The Intel solution was also not 3D stacked. It's a little like having an HBM stack next to the chip as a cache.
From the article, it was actually a separate die/chiplets,
> Broadwell implemented its L4 cache on a separate 77mm2 die, creating a chiplet configuration. This cache die was codenamed “Crystal Well”, and was fabricated using the older 22nm process.
A lot of interesting details in article about how widely different this dram is, made to go fast fast fast. Fun read.
I'd really wanted a system with Crystal Well, seemed so cool. A lot of macs seemed to have the Intel Iris Pro models that had it.

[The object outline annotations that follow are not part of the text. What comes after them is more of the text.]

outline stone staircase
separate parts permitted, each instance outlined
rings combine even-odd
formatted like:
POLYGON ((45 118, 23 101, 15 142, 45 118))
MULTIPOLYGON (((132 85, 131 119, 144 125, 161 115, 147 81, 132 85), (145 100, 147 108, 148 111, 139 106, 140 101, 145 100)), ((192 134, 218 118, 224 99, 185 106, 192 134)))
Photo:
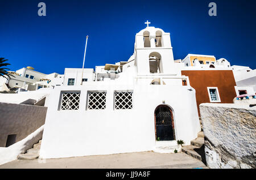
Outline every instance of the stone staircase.
POLYGON ((190 145, 183 147, 181 151, 202 161, 206 164, 205 153, 204 152, 204 134, 203 131, 202 119, 201 117, 199 117, 199 121, 201 126, 201 131, 197 134, 197 138, 192 140, 190 142, 190 145))
POLYGON ((203 131, 197 134, 197 138, 191 142, 190 145, 182 147, 181 151, 192 157, 196 158, 205 164, 205 153, 204 152, 204 134, 203 131))
POLYGON ((39 156, 40 148, 41 147, 41 142, 40 140, 36 144, 33 145, 33 148, 27 150, 24 154, 18 155, 18 160, 34 160, 38 158, 39 156))

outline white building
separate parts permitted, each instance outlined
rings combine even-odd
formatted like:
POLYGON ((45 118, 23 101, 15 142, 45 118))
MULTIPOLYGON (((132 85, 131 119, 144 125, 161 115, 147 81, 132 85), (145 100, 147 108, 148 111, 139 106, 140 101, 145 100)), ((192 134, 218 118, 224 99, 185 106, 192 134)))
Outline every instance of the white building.
POLYGON ((13 76, 6 76, 7 78, 0 77, 0 91, 13 88, 20 91, 35 91, 63 84, 63 75, 55 72, 45 74, 34 70, 34 68, 30 66, 9 72, 13 76))
POLYGON ((240 95, 256 95, 256 70, 242 66, 232 66, 231 67, 240 95))
POLYGON ((85 70, 81 85, 81 71, 65 69, 64 85, 47 100, 40 157, 157 151, 177 140, 190 144, 200 125, 181 64, 174 63, 170 33, 147 27, 137 33, 127 62, 96 67, 97 80, 85 70))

But general adoption in the PC market was - I feel - quite poor.
They also made them for desktop in I5, I7 and Xeon form.
On mainframes, z14's drawer controller (that controlled four CPU sockets each) had a huge amount of eDRAM acting as an L4 cache for all cores in that drawer.

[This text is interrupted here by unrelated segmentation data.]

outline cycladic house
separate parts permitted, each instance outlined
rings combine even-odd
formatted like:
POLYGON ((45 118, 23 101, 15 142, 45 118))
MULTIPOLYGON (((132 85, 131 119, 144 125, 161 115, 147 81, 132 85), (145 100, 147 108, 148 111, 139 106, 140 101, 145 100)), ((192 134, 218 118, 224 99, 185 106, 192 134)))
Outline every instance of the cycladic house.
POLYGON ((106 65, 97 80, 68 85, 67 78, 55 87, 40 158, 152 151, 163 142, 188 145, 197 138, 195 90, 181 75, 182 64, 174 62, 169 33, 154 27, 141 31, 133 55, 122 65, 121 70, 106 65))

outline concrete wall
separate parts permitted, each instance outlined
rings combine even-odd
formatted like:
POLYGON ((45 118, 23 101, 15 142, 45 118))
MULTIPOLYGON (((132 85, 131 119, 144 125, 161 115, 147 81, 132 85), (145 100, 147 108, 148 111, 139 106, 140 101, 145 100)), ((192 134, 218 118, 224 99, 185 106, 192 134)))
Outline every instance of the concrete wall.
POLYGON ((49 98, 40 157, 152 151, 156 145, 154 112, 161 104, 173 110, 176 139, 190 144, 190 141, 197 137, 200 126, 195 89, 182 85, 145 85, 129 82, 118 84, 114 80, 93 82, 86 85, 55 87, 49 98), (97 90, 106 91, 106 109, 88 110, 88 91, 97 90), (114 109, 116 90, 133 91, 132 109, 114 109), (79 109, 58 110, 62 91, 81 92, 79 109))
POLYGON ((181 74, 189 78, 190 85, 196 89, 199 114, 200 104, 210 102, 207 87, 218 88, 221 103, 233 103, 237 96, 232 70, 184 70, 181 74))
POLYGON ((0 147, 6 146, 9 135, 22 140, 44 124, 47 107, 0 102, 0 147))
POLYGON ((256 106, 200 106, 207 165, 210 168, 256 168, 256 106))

Modern DRAM chips are manufactured in an entirely different way on a very different process than logic chips, and the manufacturing processes are incompatible. eDRAM was a very different implementation of DRAM that could be manufactured on a logic process.
The difference between eDRAM and DRAM is not just that eDRAM is closer, it was also typically dramatically faster, but also had shorter retention period requiring more frequent refresh.
The EDRAM I'm familiar with, by a company called Ramtron and later Enhanced Memory Systems, seems to be largely lost to history. It's discussed in this relatively recent presentation, see slide 16 onward: https://site.ieee.org/pikespeak/files/2020/08/Silcon-Mountai...
I remember reading about IBM's usage of eDRAM for cache when they first used it. Their analysis showed that for their server workloads the number one thing was to keep the cores busy and that a lot of slower eDRAM worked better than a smaller amount of faster DRAM.
(I miss Tech Report.)
I think the main reason chips like that didn’t took off was marketing. Laptop OEMs tell consumers that if they want performant graphics they must buy laptops with discrete GPUs despite expensive, heavy, and discharge batteries faster.
The Xeon Max processors had up to 64GB of HBM that could act as memory or shadow external memory effectively acting like a huge L4 cache.
No Xeon 6 seems to have that feature, at least not for now. Xeon 6's top out at a paltry 504MBs of L3.